The gray-haired man pulled himself up, grimaced with pain and threw up in a bowl by the side of the bed.

'He is not allowed to move. Severe concussion. Your five minutes have already started.'

Ewert Grens turned toward the young doctor.

'We'd prefer it if we could be left alone.'

'I'm staying here. For medical reasons.'

Grens stood by the window while Sven Sundkvist moved a stool from the sink to the bedside, making sure that his face was at about the same height as the injured prison warden's.

'You know Grens?'

Martin Jacobson nodded.
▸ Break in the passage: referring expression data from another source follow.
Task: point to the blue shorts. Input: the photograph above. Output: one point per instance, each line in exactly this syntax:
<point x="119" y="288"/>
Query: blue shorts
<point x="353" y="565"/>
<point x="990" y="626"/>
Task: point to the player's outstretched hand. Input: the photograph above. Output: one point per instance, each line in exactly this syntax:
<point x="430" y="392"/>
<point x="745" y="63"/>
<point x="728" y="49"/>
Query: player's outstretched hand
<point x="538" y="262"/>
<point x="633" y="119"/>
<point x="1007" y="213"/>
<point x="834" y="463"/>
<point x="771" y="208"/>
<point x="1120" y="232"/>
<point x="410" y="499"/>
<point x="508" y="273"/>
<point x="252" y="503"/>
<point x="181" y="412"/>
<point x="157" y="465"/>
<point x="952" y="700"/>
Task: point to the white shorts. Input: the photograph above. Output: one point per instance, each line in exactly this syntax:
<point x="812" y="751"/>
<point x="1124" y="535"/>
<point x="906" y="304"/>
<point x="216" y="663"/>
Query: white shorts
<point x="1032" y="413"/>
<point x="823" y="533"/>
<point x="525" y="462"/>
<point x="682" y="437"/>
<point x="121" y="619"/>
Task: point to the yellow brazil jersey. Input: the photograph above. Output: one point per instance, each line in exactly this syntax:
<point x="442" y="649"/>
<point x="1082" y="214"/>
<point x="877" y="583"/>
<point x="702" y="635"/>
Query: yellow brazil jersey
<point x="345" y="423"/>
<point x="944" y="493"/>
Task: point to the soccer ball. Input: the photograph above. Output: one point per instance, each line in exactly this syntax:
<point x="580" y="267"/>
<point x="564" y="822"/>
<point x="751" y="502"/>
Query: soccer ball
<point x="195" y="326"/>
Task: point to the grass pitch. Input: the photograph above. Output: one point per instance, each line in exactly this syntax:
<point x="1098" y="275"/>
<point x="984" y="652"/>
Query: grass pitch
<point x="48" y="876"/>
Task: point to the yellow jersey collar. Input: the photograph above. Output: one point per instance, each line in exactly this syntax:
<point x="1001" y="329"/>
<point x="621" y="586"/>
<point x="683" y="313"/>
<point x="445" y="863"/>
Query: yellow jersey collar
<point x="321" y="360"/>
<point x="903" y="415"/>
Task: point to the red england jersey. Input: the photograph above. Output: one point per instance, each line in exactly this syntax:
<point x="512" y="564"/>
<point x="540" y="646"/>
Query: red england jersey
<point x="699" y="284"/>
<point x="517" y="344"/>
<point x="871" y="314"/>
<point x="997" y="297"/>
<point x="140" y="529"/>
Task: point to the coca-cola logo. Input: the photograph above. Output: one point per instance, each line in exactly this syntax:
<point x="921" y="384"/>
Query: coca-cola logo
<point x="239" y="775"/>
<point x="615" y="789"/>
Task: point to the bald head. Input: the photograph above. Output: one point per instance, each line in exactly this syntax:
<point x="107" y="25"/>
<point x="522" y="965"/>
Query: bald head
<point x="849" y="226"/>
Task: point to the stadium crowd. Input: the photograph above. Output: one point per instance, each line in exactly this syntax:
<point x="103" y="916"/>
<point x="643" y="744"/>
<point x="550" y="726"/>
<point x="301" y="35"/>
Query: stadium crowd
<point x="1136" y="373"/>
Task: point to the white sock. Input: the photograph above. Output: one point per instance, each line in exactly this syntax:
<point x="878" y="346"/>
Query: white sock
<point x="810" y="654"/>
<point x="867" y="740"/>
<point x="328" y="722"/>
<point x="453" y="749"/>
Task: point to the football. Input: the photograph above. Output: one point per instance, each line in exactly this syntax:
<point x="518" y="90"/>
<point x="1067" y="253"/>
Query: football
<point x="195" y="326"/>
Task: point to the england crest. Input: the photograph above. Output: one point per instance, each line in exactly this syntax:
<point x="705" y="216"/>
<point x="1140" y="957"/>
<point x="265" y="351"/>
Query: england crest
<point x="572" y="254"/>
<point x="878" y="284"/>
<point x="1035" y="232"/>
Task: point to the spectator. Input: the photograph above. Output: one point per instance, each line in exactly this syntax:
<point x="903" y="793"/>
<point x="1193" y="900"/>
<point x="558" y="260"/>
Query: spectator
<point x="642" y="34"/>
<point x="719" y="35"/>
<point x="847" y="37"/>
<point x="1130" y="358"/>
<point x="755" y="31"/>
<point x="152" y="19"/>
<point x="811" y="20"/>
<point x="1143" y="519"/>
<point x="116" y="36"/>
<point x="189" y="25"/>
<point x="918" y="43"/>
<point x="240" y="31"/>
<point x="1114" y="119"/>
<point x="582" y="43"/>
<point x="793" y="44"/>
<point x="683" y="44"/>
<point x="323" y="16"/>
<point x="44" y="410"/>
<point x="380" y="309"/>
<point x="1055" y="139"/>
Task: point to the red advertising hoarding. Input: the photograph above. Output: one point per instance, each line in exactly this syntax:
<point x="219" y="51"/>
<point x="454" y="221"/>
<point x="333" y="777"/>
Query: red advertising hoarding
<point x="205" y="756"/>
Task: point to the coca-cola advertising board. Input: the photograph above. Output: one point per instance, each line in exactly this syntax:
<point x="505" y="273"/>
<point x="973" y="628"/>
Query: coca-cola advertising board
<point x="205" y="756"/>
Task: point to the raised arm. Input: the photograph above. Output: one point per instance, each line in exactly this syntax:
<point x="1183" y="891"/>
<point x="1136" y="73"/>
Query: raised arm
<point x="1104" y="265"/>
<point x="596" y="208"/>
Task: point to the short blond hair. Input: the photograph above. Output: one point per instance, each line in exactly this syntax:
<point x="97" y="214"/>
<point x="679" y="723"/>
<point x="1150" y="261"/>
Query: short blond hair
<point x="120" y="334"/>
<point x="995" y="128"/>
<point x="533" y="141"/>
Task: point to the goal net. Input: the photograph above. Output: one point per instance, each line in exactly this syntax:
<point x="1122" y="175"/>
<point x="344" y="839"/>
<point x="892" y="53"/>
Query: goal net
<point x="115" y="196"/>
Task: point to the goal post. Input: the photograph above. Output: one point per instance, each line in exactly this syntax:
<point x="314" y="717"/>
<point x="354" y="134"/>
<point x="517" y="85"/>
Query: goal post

He knew who Ewert Grens was, they had met several times; the detective superintendent regularly visited the place where he had chosen to work all his life.

'This is not an interview, Jacobson. We'll do that later, when you're well enough and we have more time. But we do need some information now.' 'Sorry?'

'This is not-'

'You'll have to speak louder. My eardrums burst in the explosion.' Sven leaned forward and raised his voice.